Requirements and Qualifications

  • Minimum of 8 to 10 years of experience in a combination of risk management, information security, and cybersecurity.
  • Excellent written and verbal communication skills; interpersonal and collaborative skills; and the ability to communicate security and risk-related concepts to technical and nontechnical audiences.
  • Must be a critical thinker with strong problem-solving skills.
  • Knowledge of technological trends and developments in the area of information security and risk management.
  • Project management skills; financial/budget management, scheduling and resource management.
  • Ability to lead and motivate cross-functional, interdisciplinary teams to achieve tactical and strategic goals.

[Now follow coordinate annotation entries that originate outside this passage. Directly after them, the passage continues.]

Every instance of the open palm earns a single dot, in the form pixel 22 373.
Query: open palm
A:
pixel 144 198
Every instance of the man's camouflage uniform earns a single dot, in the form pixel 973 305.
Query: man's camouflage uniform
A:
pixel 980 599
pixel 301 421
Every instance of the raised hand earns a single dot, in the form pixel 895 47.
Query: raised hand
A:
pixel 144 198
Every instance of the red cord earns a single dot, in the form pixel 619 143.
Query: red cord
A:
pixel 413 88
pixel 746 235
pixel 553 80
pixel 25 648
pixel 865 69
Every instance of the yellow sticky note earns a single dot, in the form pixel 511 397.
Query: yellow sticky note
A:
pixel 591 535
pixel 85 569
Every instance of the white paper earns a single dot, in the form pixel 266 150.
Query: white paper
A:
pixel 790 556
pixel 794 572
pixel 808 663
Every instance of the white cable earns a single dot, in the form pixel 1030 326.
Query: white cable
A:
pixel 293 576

  • Master’s Degree in Information Assurance, Information Security or an appropriate Business Administration field, or equivalent work or education related experience.
  • Professional certifications in information security or risk management, such as a CISSP, CISM, CRISC.
  • Past experience in implementing key Information Security technologies such a SIEM, IDS/IPS, IDAM, MSSPs, Threat Intelligence, etc…
  • Demonstrated leadership of Security Operations Centers.
  • Knowledge of security and control frameworks, such as ISO 27001/2, the NIST Cybersecurity Framework, CIS Top 20, CobiT, COSO and ITIL.
  • Experience with contract and vendor negotiations.
  • Team leadership of direct staff experience of at least 5 years.
  • High level of personal integrity, and the ability to professionally handle confidential matters and exude the appropriate level of judgment and maturity.
  • High degree of initiative, dependability and ability to work with little supervision.